More than just an issue of "lowering triglycerides," published clinical trials are highlighting the importance of not just any fish oil, but specifically Eicosapentaenoic acid (EPA) fish oil. Yes, that's a long word to swallow, but it turns out that this particular omega-3 fatty acid can save your life.
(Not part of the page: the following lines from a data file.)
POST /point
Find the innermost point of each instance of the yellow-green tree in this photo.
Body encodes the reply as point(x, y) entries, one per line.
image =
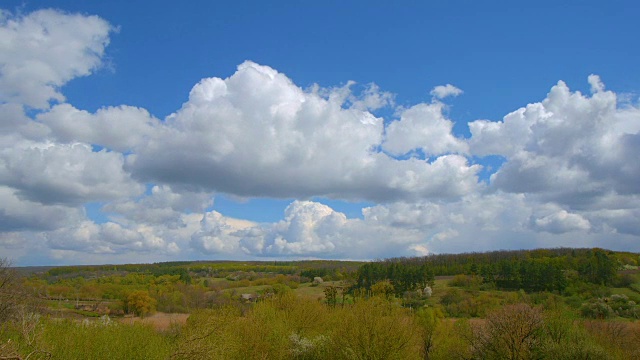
point(141, 303)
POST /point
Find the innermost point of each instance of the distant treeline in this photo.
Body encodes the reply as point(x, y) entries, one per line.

Dropping by the health food store and picking up "fish oil" today you don't get EPA fish oil alone, but typically a combination of EPA and Docosahexaenoic Acid (DHA) fish oil. If you have a bottle of fish oil at home, take a look at the ingredients, and most of the time it will look something like this (combination of EPA and DHA):
OTC Fish Oil has always combined EPA and DHA components of Omega-3 Fatty Acids. As a matter of fact, even the only available FDA approved prescription fish oil by GlaxoSmithKline's (GSK) Lovaza contains a combination of EPA and DHA (link). Lovaza contains 465 milligrams of EPA and 375 milligrams of DHA in 1-gram capsules. Numerous clinical studies have shown the benefits of both types of Omega-3 Fatty Acids.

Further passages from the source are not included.